New trial shows early signs that ‘off-the-shelf’ CAR T-cell therapy could transform treatment of myeloma
United Kingdom
Research presented today (Tuesday 8th December) at the American Society of Hematology Conference in Florida, has shown that a new kind of CAR T-cell therapy, which generates CAR T-cells inside the body, could offer a faster, easier and more accessible way to treat people with myeloma, who’s disease has returned or hasn’t responded to previous treatment.
The early research comes from the inMMyCAR study, a first-in-human phase 1 trial taking place across centres in Australia.
Myeloma is a type of blood cancer that is currently incurable, with patients going through periods of remission before their cancer inevitably comes back. Myeloma affects plasma cells in the bone marrow and symptoms can include bone pain as well as fatigue and nausea. Currently, blood cancer is the UK’s third biggest cancer killer, taking 15,000 lives every year.
In the study, the researchers tested an investigational treatment called KLN-1010. Unlike current CAR T-cell therapies, which require weeks of bespoke laboratory work and strong chemotherapy to prepare the body, this new approach uses an intravenous infusion that contains a virus which finds T cells in the bloodstream and inserts the CAR gene to them, creating CAR T-cells inside the body
This means people may not need weeks of intensive treatment to prepare themselves for CAR T-cell therapy, which can include blood cell collection via a machine, and strong chemotherapy. Making CAR T “off-the-shelf” is something researchers around the world have been working towards.

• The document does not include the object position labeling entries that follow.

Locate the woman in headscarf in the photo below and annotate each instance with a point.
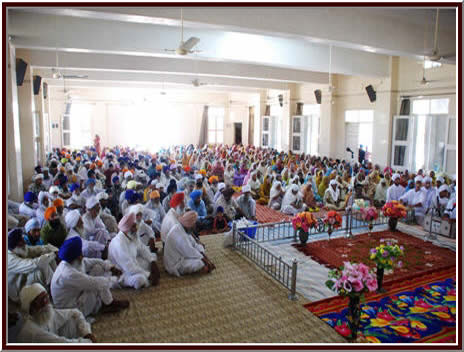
(323, 186)
(265, 190)
(292, 202)
(276, 195)
(308, 197)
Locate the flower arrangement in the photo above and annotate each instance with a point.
(385, 255)
(352, 279)
(304, 221)
(369, 214)
(394, 209)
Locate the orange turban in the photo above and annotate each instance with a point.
(154, 194)
(177, 199)
(49, 212)
(213, 178)
(58, 202)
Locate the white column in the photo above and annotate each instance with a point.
(14, 162)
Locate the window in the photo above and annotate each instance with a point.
(216, 125)
(358, 130)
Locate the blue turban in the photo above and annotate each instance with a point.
(29, 197)
(33, 223)
(14, 237)
(196, 194)
(74, 186)
(70, 249)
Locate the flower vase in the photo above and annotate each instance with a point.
(303, 236)
(380, 289)
(392, 222)
(354, 319)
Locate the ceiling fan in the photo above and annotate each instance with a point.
(434, 54)
(185, 48)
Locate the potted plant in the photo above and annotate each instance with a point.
(394, 210)
(384, 257)
(302, 223)
(352, 280)
(333, 220)
(369, 214)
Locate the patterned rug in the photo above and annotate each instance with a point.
(236, 303)
(420, 257)
(413, 312)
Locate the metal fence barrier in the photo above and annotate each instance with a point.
(270, 263)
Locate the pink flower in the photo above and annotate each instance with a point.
(371, 284)
(357, 285)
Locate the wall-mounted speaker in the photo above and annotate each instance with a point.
(36, 84)
(21, 66)
(371, 93)
(318, 95)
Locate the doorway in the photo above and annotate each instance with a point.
(238, 133)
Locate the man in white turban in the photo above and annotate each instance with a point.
(72, 287)
(45, 324)
(395, 191)
(181, 253)
(75, 226)
(27, 264)
(415, 198)
(332, 197)
(94, 228)
(132, 256)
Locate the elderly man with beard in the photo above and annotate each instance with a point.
(53, 231)
(72, 287)
(76, 201)
(27, 264)
(182, 254)
(75, 226)
(94, 228)
(129, 254)
(155, 212)
(144, 231)
(45, 324)
(177, 204)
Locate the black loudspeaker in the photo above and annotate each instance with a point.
(36, 84)
(405, 107)
(371, 93)
(21, 66)
(45, 90)
(318, 95)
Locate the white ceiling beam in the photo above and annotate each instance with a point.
(47, 32)
(390, 31)
(87, 62)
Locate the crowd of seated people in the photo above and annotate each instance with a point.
(89, 222)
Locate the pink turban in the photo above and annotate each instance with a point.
(189, 219)
(126, 222)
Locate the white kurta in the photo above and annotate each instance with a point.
(155, 214)
(394, 192)
(67, 326)
(37, 266)
(72, 288)
(180, 253)
(27, 210)
(168, 223)
(95, 229)
(133, 258)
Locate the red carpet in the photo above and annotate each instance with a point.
(420, 257)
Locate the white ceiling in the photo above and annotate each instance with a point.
(241, 48)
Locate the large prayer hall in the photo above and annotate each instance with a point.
(234, 175)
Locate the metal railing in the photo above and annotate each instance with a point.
(270, 263)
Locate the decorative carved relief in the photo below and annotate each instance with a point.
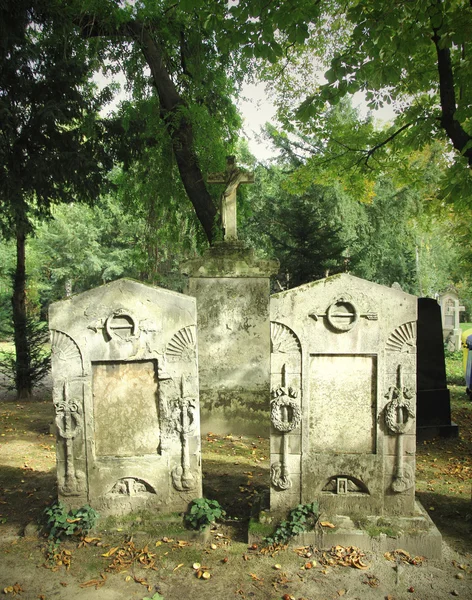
(69, 426)
(399, 415)
(283, 339)
(122, 325)
(343, 314)
(131, 486)
(285, 412)
(285, 416)
(403, 339)
(64, 349)
(184, 410)
(345, 485)
(183, 345)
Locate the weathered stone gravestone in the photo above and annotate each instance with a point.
(343, 380)
(450, 313)
(125, 376)
(232, 289)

For people who may face this kind of treatment in the future, that could make an immense difference.”
- Jacquie Hellowell who has previously received CAR T-cell therapy
So far, three people have been treated in this early phase 1 study, and all three achieved MRD-negative responses at one month, meaning no cancer was detectable. Researchers measured several blood markers and study participants continued to respond to the treatment over time. All three remain in remission, with no disease progression reported.
The people taking part, aged 61–72, had all received at least three previous lines of treatment and had high-risk disease.

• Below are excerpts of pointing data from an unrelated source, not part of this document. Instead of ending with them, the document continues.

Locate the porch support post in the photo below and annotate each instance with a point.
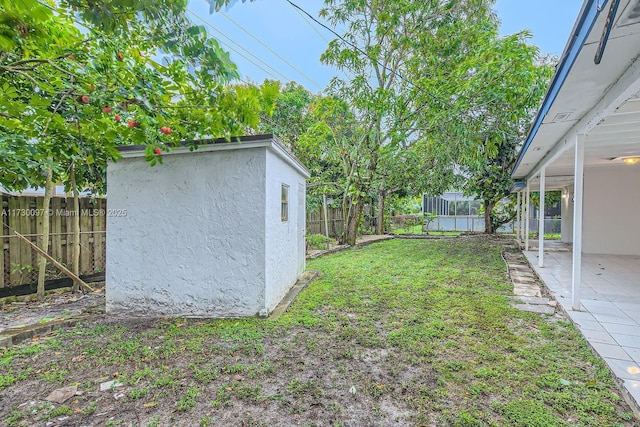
(517, 231)
(577, 222)
(522, 216)
(527, 209)
(541, 220)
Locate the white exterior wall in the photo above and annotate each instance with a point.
(566, 215)
(611, 207)
(192, 242)
(284, 239)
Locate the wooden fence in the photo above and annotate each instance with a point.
(335, 220)
(24, 214)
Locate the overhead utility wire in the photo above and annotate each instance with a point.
(312, 26)
(271, 50)
(241, 47)
(365, 53)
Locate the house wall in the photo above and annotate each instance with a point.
(611, 206)
(192, 241)
(285, 252)
(566, 215)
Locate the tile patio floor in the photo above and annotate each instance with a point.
(610, 320)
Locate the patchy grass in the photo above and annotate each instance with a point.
(403, 332)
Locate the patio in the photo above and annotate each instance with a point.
(610, 297)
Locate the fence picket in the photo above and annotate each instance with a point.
(19, 263)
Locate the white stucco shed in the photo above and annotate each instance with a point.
(215, 232)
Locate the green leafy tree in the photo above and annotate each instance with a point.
(72, 96)
(501, 117)
(399, 58)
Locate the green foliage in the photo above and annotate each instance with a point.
(101, 88)
(317, 241)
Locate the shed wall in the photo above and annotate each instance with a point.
(192, 242)
(285, 255)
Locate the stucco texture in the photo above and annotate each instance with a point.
(611, 198)
(283, 257)
(193, 240)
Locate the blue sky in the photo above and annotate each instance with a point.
(270, 39)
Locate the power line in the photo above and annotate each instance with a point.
(243, 48)
(399, 75)
(312, 26)
(270, 50)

Although early, the results suggest this treatment can quickly create CAR T-cells in the blood without chemotherapy. CAR T-cell levels peaked around day 15, and memory CAR T-cells stayed in both the blood and bone marrow for up to three months.
A patient perspective
Jacquie Hellowell, was 59 when she had CAR T-cell therapy for blood cancer. She spoke about the importance of this new therapy.

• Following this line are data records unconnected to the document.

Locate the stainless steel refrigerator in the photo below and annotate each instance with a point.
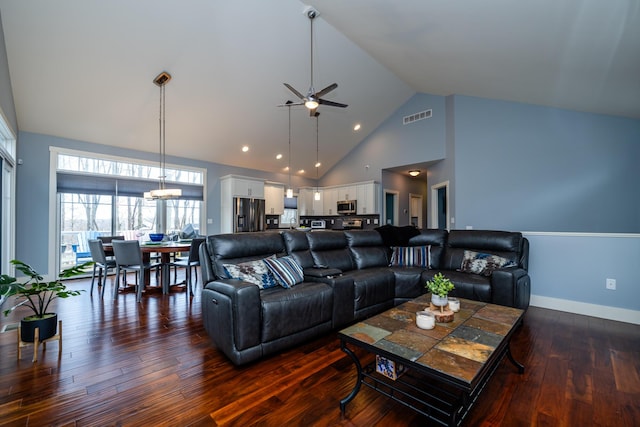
(248, 215)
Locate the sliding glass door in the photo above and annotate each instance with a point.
(104, 197)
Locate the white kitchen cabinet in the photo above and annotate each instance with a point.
(274, 198)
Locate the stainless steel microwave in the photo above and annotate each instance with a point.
(346, 207)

“As someone who received a current CAR T-cell therapy for another aggressive type of blood cancer, I remember so clearly the parts of the process that had the biggest impact on me as a patient. My T-cells had to be collected and then sent abroad to be engineered, and there was a long four-week wait for them to come back to the hospital. I also knew the pre-treatment chemotherapy would wipe out the antibodies I’d built up over a lifetime.
“The idea of an ‘off-the-shelf’ CAR T-cell therapy being created inside the body, feels incredible to me. If you could avoid cell collection, the overseas manufacturing, and the strong chemotherapy, the whole preparation for treatment would be completely different. And if this approach can still produce the trained T-cells needed to kill cancerous cells, the recovery afterwards could be very different too. For people who may face this kind of treatment in the future, that could make an immense difference.”
Jacquie Hellowell
Richard Francis, Deputy Director of Research of Blood Cancer UK, said:
“The pace of innovation in blood cancer right now is astonishing, and as blood cancer is the UK’s third biggest cancer killer, it’s imperative we don’t let up. CAR T-cell therapy has changed the lives of many people with blood cancer, but it’s still out of reach for too many because it can take a long time to manufacture, involves complex lab work and toxic chemotherapy. This new approach could remove many of those barriers and seeing a CAR T-cell therapy, which generates CAR T-cells inside the body, showing such encouraging early results in people is incredible. While these results involve only three people, they show what could be possible: a faster, more accessible CAR T therapy that could reach patients far sooner - we’ll be watching this research very closely as it develops.”